Earlier, the use of cosmetic endowments was seen as not only immoral but illegal. Just as the waist was being tortured, the use of bum-rolls, bustle frills and hip panniers made the admirer forget its torment and to focus on its exquisite tininess. In 1770 a bill was passed into English law, forbidding any woman "to impose upon, seduce, or betray into Matrimony any of His Majesty's subjects by means of scent, paints, cosmetic washes, artificial teeth, iron stays, hoops, high-heeled shoes, or bostered hips." I say, let the buyer beware.
It is ironic that during these decades when the female body was pressed, packed, bent and twisted in ways that made Nature frown at her fair creation's treatment, society preferred that ths body was fleshy and full. Arms and knees wrapped in cellulite were adorable and 'dimpled'. The figures that 150 years later paraded accross stages in divine unison were considered unfashionable, even unhealthy.
Very ironic. I say, if it is indeed true - that the centuries run in a sort of loop, repeating over and over again, just waiting for us to jump on - when it is time for me to come back again, I would like to do so as a milkmaid from 1785. I would churn away happily, knowing that I lived in a world where roundness was admired, and where a lady would never think of showing off her bone structure.
Comments
Great post, Aubrey!
This post was really fun to read, Thanks.
Singing Horse: Half the fun is researching the illustrations!
JP: Doctors and health experts found the use of the corset deplorable, but when it was a choice between comfort and looking tinier than your competitor on the dance floor, well, common sense - once again - loses.
Lavender: My hallway is hung with photos of lovely ladies, dating from the teens to the thirties. I call it my 'Hall of Women'.
Red Pen: There was a dancer, Polaire, whose waist was reputed to measure 13" - 15". Poor child!
purplesque: I think it makes charming sense, myself.
Ah reminds me of the days I attempted modeling; once I was told my hip bones stuck out too much by my agency, and if there was a way to correct it by losing more weight,
Me: "but this is BONE! The only way to slim it down would be to get some kind of surgical belt sander and shave it down!"
Agent (giddy and serious): Ooooh, is that a real procedure now? Can you do that for us?
Here, a few years ago they published "lewd photos", from their earliest days. The police found them in their archives - confiscated glass plates... when cleaning. They had confiscated the pictures back in the beginning of last century (not sure about the date) They were SO amazing. Most of the women were not naked in any modern sense of the word... and the pictures were all very arty.
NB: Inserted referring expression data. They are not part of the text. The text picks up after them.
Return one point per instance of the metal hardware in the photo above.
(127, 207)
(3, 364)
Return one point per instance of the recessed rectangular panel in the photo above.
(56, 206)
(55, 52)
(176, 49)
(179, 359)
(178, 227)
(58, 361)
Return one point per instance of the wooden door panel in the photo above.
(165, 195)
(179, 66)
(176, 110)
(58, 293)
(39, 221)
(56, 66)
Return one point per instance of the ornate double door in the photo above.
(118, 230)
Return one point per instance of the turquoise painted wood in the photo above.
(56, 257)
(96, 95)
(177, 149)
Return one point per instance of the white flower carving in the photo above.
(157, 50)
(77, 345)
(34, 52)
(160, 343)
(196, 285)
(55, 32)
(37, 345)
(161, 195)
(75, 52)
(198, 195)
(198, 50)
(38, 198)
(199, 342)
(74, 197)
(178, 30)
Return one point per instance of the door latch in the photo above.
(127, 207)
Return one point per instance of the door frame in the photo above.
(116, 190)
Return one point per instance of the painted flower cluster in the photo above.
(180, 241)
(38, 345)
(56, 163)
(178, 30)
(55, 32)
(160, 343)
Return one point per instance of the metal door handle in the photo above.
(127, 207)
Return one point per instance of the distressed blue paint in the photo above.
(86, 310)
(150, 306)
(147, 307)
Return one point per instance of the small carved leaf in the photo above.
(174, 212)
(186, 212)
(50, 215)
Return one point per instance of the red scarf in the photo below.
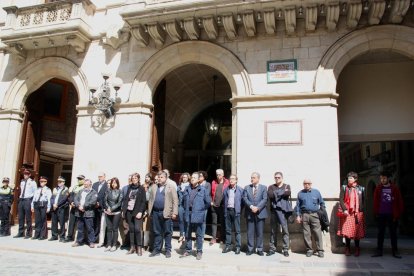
(352, 199)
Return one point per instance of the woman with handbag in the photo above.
(352, 220)
(113, 204)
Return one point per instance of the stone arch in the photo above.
(395, 38)
(176, 55)
(40, 71)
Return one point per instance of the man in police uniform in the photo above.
(59, 209)
(27, 189)
(72, 218)
(6, 200)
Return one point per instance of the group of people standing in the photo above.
(99, 211)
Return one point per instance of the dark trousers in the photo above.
(135, 230)
(73, 221)
(255, 228)
(97, 225)
(181, 221)
(4, 219)
(383, 222)
(277, 217)
(58, 219)
(232, 220)
(40, 222)
(198, 229)
(112, 225)
(25, 214)
(217, 216)
(88, 222)
(162, 230)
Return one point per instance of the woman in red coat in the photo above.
(352, 223)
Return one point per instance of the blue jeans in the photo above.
(82, 221)
(162, 229)
(198, 229)
(232, 219)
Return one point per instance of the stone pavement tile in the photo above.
(370, 266)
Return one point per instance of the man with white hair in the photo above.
(217, 211)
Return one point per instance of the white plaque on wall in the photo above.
(279, 133)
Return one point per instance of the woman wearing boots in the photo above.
(113, 202)
(352, 222)
(133, 210)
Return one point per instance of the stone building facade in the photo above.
(355, 53)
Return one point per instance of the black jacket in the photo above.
(113, 200)
(140, 200)
(101, 194)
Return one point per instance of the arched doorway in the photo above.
(375, 124)
(183, 100)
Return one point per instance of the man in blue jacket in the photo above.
(196, 202)
(233, 200)
(255, 199)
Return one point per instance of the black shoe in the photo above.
(154, 254)
(396, 255)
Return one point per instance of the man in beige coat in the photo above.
(163, 208)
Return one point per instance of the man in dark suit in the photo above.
(255, 199)
(100, 187)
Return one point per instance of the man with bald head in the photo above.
(307, 206)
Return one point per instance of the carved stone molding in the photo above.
(174, 31)
(77, 43)
(398, 11)
(311, 18)
(115, 37)
(269, 21)
(290, 20)
(156, 33)
(18, 50)
(376, 12)
(332, 16)
(229, 26)
(191, 28)
(141, 36)
(354, 14)
(249, 23)
(210, 26)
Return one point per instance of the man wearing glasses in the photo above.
(307, 206)
(281, 209)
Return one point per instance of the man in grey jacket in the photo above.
(85, 202)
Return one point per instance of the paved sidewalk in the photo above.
(21, 257)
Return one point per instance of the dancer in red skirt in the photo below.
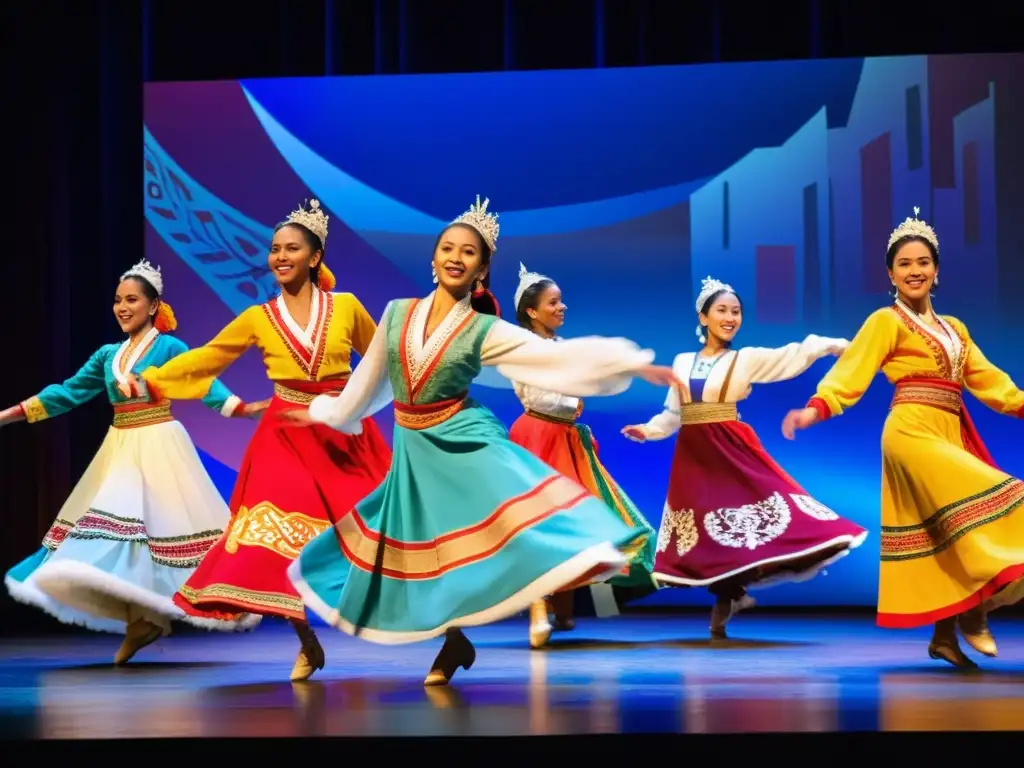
(294, 483)
(733, 518)
(550, 431)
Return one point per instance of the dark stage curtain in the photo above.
(73, 112)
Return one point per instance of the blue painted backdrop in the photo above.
(628, 186)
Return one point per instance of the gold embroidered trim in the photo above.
(430, 559)
(951, 522)
(246, 599)
(266, 525)
(293, 395)
(918, 394)
(34, 410)
(553, 419)
(708, 413)
(425, 420)
(143, 417)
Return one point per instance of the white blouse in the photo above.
(754, 366)
(582, 368)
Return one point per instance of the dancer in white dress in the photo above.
(144, 512)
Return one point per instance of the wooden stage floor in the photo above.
(630, 675)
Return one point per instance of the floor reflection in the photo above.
(794, 675)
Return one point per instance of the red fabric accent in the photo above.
(910, 621)
(316, 387)
(972, 439)
(315, 471)
(555, 444)
(969, 434)
(154, 392)
(824, 413)
(428, 408)
(724, 466)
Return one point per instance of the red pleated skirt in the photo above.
(294, 483)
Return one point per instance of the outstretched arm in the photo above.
(219, 397)
(988, 383)
(368, 390)
(767, 365)
(580, 368)
(190, 376)
(662, 425)
(846, 383)
(59, 398)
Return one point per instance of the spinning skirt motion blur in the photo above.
(468, 528)
(571, 450)
(294, 483)
(132, 531)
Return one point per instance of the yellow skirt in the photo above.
(952, 525)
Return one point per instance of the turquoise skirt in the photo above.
(467, 528)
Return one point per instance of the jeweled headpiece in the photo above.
(710, 287)
(314, 219)
(914, 228)
(148, 272)
(485, 223)
(526, 279)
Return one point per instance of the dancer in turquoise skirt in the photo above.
(467, 527)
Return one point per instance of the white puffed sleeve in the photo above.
(580, 368)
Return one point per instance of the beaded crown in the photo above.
(914, 227)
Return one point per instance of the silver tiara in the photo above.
(314, 219)
(148, 272)
(485, 223)
(914, 227)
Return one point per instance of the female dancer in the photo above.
(468, 527)
(292, 484)
(952, 536)
(144, 512)
(549, 430)
(733, 518)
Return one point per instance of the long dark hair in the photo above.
(529, 299)
(482, 301)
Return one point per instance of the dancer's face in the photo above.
(459, 260)
(131, 307)
(550, 310)
(724, 317)
(913, 270)
(292, 257)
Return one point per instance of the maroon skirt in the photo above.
(732, 513)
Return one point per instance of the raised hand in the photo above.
(255, 410)
(662, 376)
(635, 432)
(296, 418)
(129, 386)
(799, 419)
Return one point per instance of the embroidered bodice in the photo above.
(442, 367)
(338, 324)
(706, 377)
(897, 342)
(401, 365)
(108, 368)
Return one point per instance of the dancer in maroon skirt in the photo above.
(733, 518)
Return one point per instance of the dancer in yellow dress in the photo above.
(952, 524)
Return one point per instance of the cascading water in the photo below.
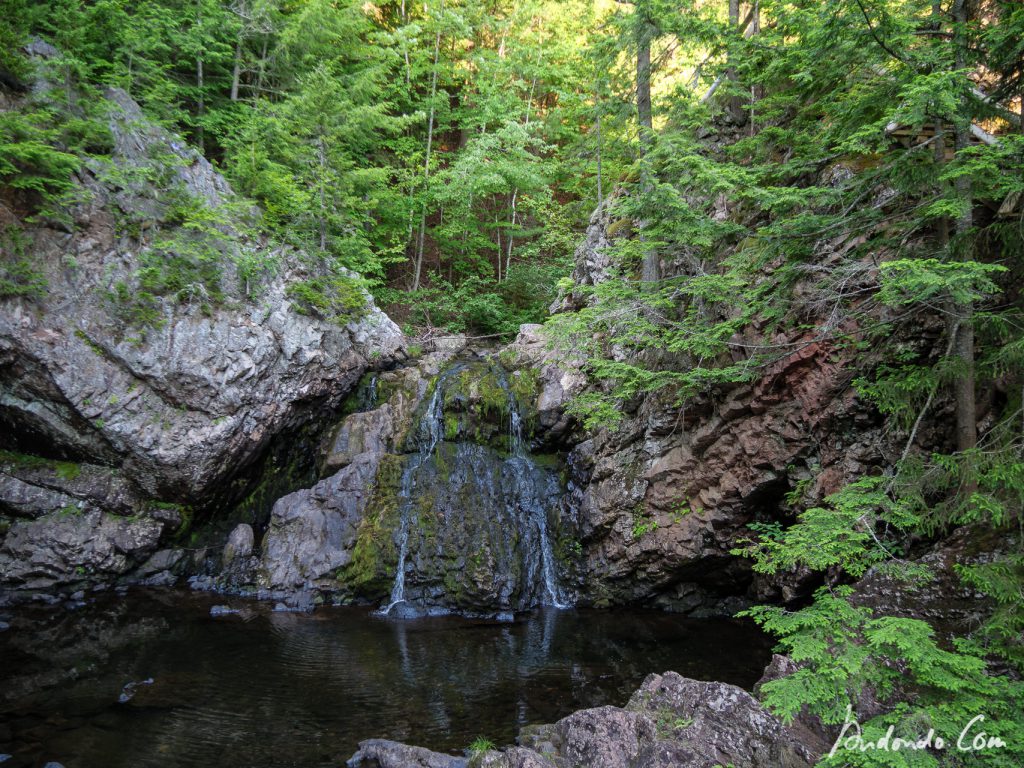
(427, 436)
(537, 511)
(474, 505)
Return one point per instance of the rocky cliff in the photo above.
(158, 363)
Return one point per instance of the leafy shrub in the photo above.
(332, 297)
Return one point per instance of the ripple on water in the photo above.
(280, 689)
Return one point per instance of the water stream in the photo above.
(264, 689)
(484, 500)
(428, 434)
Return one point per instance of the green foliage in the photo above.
(17, 275)
(480, 747)
(29, 159)
(844, 653)
(337, 297)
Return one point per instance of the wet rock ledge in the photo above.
(670, 722)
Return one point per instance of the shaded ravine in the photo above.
(427, 435)
(494, 488)
(262, 689)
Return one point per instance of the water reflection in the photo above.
(280, 689)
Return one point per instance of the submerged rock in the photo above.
(670, 722)
(379, 753)
(240, 543)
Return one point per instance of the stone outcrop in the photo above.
(662, 501)
(670, 722)
(170, 404)
(443, 491)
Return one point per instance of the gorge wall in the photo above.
(118, 433)
(455, 481)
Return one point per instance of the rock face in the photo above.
(670, 722)
(152, 393)
(662, 501)
(443, 508)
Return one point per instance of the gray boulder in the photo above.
(181, 402)
(312, 531)
(240, 543)
(670, 722)
(379, 753)
(70, 547)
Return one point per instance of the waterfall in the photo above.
(427, 435)
(538, 514)
(472, 517)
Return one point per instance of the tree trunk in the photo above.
(599, 195)
(322, 159)
(237, 71)
(649, 268)
(735, 103)
(426, 164)
(967, 424)
(201, 103)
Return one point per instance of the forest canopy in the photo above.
(849, 174)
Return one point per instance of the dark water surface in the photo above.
(262, 689)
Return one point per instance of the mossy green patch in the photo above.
(65, 470)
(375, 557)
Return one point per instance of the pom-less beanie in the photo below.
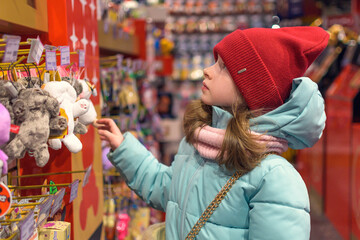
(263, 61)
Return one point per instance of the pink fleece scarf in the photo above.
(209, 141)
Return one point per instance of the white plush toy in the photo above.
(66, 96)
(87, 90)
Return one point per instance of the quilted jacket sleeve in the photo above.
(279, 208)
(143, 173)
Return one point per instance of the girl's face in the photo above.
(218, 87)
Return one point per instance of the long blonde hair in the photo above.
(239, 150)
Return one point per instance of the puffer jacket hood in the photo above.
(300, 120)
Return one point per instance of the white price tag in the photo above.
(120, 58)
(50, 60)
(81, 58)
(36, 51)
(65, 55)
(11, 48)
(74, 188)
(87, 175)
(59, 196)
(27, 226)
(44, 207)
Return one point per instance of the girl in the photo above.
(255, 103)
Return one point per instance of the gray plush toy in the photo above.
(36, 113)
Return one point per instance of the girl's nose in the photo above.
(206, 73)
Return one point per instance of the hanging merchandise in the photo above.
(42, 106)
(5, 128)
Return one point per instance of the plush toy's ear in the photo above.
(52, 105)
(4, 136)
(20, 111)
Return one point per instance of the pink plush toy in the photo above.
(4, 137)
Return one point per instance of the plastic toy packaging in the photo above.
(213, 7)
(199, 7)
(241, 6)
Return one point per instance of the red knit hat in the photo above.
(264, 61)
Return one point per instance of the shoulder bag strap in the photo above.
(212, 206)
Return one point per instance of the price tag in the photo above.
(119, 58)
(5, 199)
(74, 188)
(87, 175)
(50, 60)
(45, 207)
(65, 55)
(59, 196)
(27, 226)
(11, 48)
(36, 51)
(81, 58)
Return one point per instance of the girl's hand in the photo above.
(109, 132)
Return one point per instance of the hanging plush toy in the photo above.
(65, 94)
(4, 137)
(87, 90)
(7, 93)
(34, 110)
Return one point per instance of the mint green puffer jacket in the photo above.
(270, 202)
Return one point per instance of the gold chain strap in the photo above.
(212, 206)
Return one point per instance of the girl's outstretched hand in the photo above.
(109, 132)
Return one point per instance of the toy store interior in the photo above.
(140, 63)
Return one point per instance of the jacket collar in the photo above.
(220, 118)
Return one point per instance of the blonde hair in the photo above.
(239, 150)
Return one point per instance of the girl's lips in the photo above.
(204, 85)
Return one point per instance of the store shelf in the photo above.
(107, 41)
(20, 16)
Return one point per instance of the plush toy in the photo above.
(87, 90)
(4, 136)
(8, 92)
(65, 94)
(33, 111)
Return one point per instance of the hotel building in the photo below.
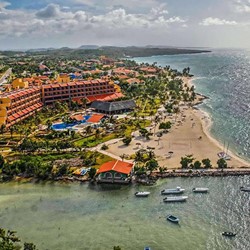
(20, 104)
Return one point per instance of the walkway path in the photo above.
(114, 141)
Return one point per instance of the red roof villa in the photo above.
(115, 172)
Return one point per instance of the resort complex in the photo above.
(19, 104)
(120, 126)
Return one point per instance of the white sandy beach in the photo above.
(188, 135)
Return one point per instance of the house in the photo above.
(116, 107)
(115, 171)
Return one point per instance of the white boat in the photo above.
(175, 198)
(245, 189)
(223, 155)
(200, 190)
(177, 190)
(142, 194)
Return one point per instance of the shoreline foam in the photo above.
(206, 125)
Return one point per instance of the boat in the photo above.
(229, 234)
(223, 155)
(245, 189)
(175, 198)
(173, 218)
(177, 190)
(142, 194)
(200, 190)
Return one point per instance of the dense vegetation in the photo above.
(110, 51)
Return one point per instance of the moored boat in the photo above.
(173, 218)
(245, 189)
(229, 234)
(200, 190)
(142, 194)
(177, 190)
(175, 198)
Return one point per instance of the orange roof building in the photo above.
(95, 118)
(115, 172)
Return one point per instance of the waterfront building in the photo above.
(76, 91)
(116, 107)
(21, 103)
(18, 105)
(115, 172)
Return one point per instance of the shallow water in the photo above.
(61, 216)
(224, 76)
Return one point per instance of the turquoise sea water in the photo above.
(74, 216)
(223, 76)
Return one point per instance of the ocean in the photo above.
(93, 217)
(224, 76)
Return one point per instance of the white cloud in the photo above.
(242, 6)
(54, 19)
(216, 21)
(4, 4)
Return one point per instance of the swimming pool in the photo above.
(64, 126)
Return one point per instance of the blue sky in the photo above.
(56, 23)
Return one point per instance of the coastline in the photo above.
(207, 123)
(189, 135)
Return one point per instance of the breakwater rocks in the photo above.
(199, 173)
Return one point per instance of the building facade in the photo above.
(77, 90)
(18, 105)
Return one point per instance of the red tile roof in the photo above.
(95, 118)
(117, 166)
(77, 117)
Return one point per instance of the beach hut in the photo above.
(115, 172)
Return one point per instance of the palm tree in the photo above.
(84, 102)
(88, 130)
(12, 129)
(49, 124)
(2, 129)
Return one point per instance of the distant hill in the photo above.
(88, 47)
(93, 51)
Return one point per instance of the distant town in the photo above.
(100, 118)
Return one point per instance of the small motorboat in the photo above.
(175, 198)
(245, 189)
(177, 190)
(173, 218)
(200, 190)
(229, 234)
(142, 194)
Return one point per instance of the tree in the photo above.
(12, 129)
(197, 164)
(2, 129)
(9, 241)
(222, 163)
(127, 140)
(84, 102)
(29, 246)
(92, 173)
(185, 161)
(165, 125)
(1, 161)
(151, 165)
(104, 147)
(206, 163)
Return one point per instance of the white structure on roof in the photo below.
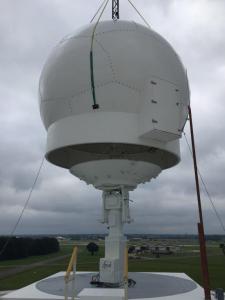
(142, 91)
(54, 290)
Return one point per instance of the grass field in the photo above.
(188, 263)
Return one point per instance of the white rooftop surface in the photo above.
(31, 291)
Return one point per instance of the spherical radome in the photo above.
(141, 88)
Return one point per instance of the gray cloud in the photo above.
(61, 203)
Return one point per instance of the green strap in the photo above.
(92, 81)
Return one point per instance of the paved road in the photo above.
(22, 268)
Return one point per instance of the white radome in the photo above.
(142, 91)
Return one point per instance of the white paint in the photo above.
(32, 293)
(142, 91)
(101, 294)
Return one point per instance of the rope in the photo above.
(139, 14)
(98, 11)
(24, 207)
(91, 58)
(206, 190)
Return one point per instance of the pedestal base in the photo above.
(158, 286)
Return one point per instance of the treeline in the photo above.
(19, 247)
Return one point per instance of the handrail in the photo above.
(71, 267)
(125, 274)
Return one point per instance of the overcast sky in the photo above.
(60, 202)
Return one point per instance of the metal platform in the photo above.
(148, 286)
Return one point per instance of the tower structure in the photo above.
(142, 95)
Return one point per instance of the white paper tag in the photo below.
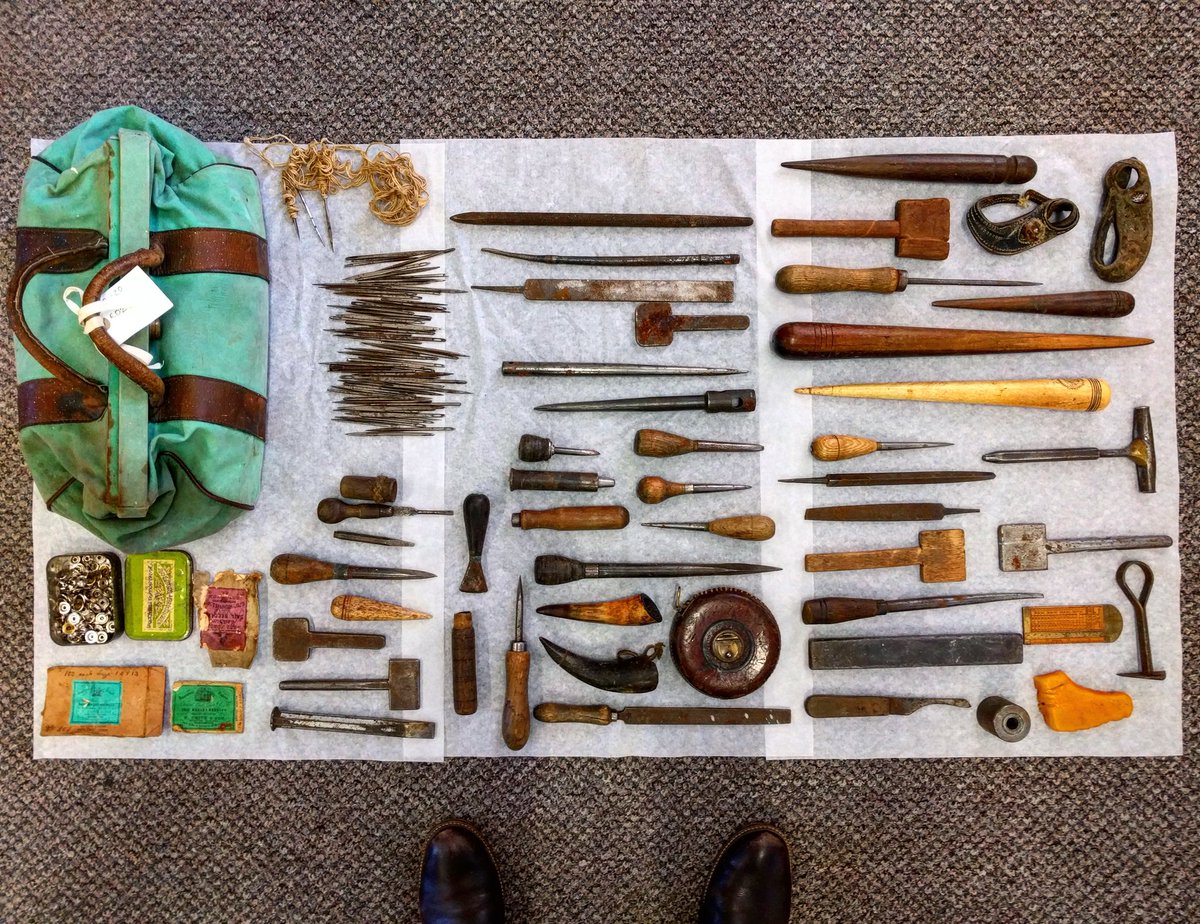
(131, 304)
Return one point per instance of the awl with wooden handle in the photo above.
(802, 340)
(755, 528)
(573, 517)
(294, 569)
(809, 280)
(839, 447)
(515, 718)
(833, 610)
(660, 444)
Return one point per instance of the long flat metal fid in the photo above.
(916, 651)
(619, 289)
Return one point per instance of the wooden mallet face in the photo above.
(924, 228)
(943, 556)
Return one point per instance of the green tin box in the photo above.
(159, 595)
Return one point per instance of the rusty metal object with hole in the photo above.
(1045, 221)
(1127, 216)
(725, 642)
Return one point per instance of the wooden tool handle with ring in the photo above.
(807, 280)
(573, 517)
(570, 713)
(515, 720)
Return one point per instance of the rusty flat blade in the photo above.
(702, 715)
(622, 289)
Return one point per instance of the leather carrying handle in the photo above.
(137, 372)
(43, 357)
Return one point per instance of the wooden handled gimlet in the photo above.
(660, 444)
(654, 490)
(809, 280)
(573, 517)
(839, 447)
(753, 527)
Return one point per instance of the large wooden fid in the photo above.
(922, 228)
(1050, 394)
(941, 555)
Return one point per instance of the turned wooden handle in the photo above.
(570, 713)
(573, 517)
(756, 528)
(807, 280)
(661, 444)
(839, 447)
(515, 721)
(811, 228)
(862, 561)
(832, 610)
(462, 664)
(353, 607)
(654, 490)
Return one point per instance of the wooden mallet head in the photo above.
(943, 556)
(924, 228)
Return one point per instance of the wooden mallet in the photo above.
(922, 228)
(941, 555)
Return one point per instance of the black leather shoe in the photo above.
(460, 883)
(751, 880)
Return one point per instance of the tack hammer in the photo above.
(1140, 450)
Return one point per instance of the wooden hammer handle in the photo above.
(810, 228)
(861, 561)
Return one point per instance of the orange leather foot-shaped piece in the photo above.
(1068, 707)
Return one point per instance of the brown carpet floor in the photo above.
(585, 840)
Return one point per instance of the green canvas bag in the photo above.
(145, 459)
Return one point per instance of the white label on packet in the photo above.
(131, 304)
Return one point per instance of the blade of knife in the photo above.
(701, 715)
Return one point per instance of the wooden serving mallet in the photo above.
(922, 228)
(941, 555)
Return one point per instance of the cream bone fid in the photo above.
(1050, 394)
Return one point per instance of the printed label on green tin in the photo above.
(95, 702)
(159, 595)
(204, 707)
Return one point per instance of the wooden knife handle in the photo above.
(810, 228)
(462, 664)
(660, 444)
(839, 447)
(573, 517)
(515, 720)
(569, 713)
(807, 280)
(832, 610)
(862, 561)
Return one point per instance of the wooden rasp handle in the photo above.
(515, 721)
(810, 228)
(807, 280)
(573, 517)
(570, 713)
(755, 528)
(832, 610)
(862, 561)
(462, 664)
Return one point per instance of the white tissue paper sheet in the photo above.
(307, 454)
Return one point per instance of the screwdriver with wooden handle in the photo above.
(660, 444)
(515, 719)
(755, 528)
(807, 280)
(573, 517)
(839, 447)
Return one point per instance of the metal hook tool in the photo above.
(1145, 658)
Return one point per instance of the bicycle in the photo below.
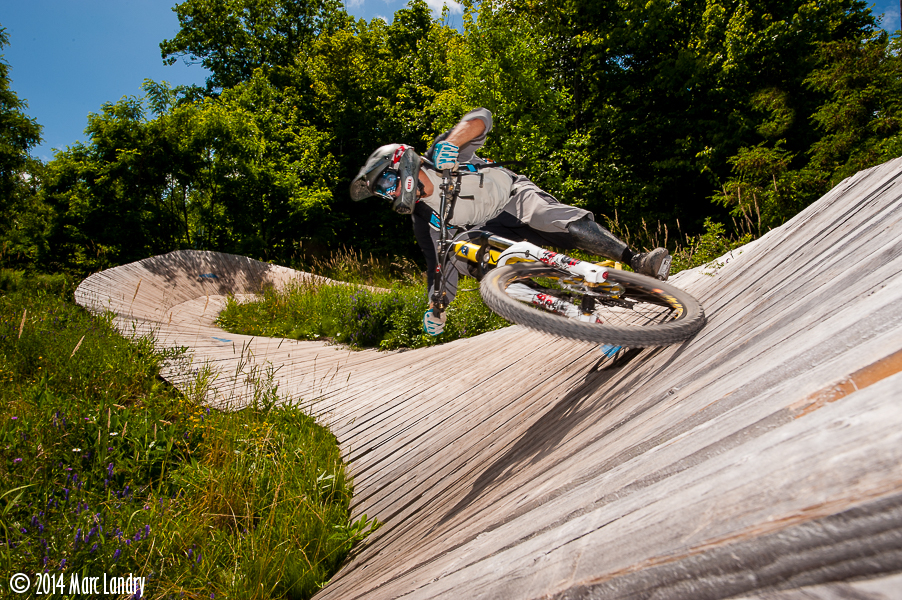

But one girl was naked seen from the back, standing on her toes looking through a hole in the fence between the boys and girls section of the outdoor swimming-place... (that building's still standing btw) and her body was completely deformed by the corset she must have worn normally. It was SO weird to see in a photo. Somehow I always imagined these girls would expand to normal proportions when undressed.... but apparently not.
As a biologist, I see the changing body fashions in the light of "mate choice". Something a lot of people work to figure out. Some things make a fair amount of sense. Social status is immensely important in human mate choice. So, for instance, in rural societies pale skin is associated with higher social status (as you get sun burnt when you work the fields but can stay pale if you're not working). This means that a person who is fair skinned from birth (independent of their actual social status) is considered more attractive. After industrialization this was turned upside down, because now the pale people were poor factory workers. So it was only the privileged who could afford to loaf around in the sun... and tans suddenly became attractive.
You see a similar change with respect to fatness. In countries where hunger is common, fat is beautiful. In countries where poor people eat junk food but don't go starving... skinny is attractive.